The real estate company (SCI), created by the plaintiff with a co-partner for the purpose of carrying out real estate transactions, took out a loan of 620,400 francs (94,579.37 euros) in December 1989. As the SCI ceased making regular payments on this loan starting in November 1991, the lender notified the SCI of the acceleration of the loan on June 27, 1997, and then served a writ of execution for the seizure of the property. This procedure was ultimately dismissed on March 17, 1999. Finally, as the SCI was placed in judicial liquidation on February 9, 2006, the lender filed its claim and then sued the plaintiff for payment in her capacity as a partner in the SCI.
The Court of Appeal, on the one hand, rejected the objection of inadmissibility based on the statute of limitations raised by the partner, ordered the partner to pay the lender a certain sum in his capacity as partner, and refused to hold the lender liable.
The Court of Cassation upheld the lower court's decision. To this end, it first noted that the lender's claim had been irrevocably admitted on June 28, 2010, as a liability in the bankruptcy proceedings of the SCI (real estate company).

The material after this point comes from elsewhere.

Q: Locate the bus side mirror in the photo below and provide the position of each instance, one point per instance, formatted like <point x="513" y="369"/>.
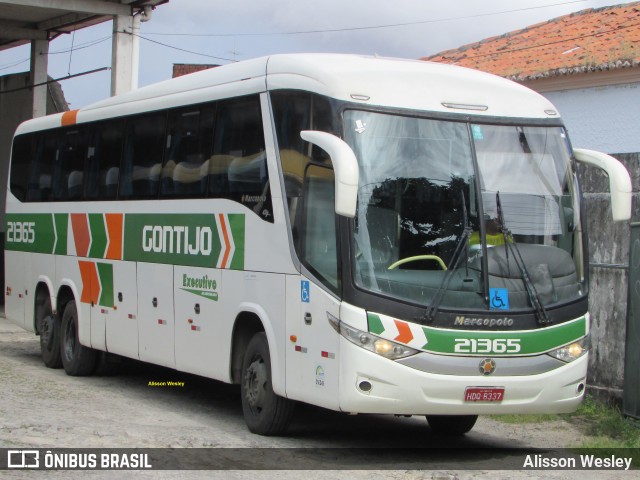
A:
<point x="619" y="180"/>
<point x="345" y="168"/>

The claim was thus definitively established in its existence and amount with respect to the partners, who, being jointly and severally liable to third parties for the company's debts in proportion to their share of the capital, could not invoke the potential statute of limitations on the claim. The Court then specifies that the harm suffered by the partner, which results not from a tortious fault on the part of the lender, but directly from the failure of the SCI to repay the loan and its corresponding obligation to bear the social losses in its capacity as a partner, does not have a personal character that would justify an action for liability on her part against the lender.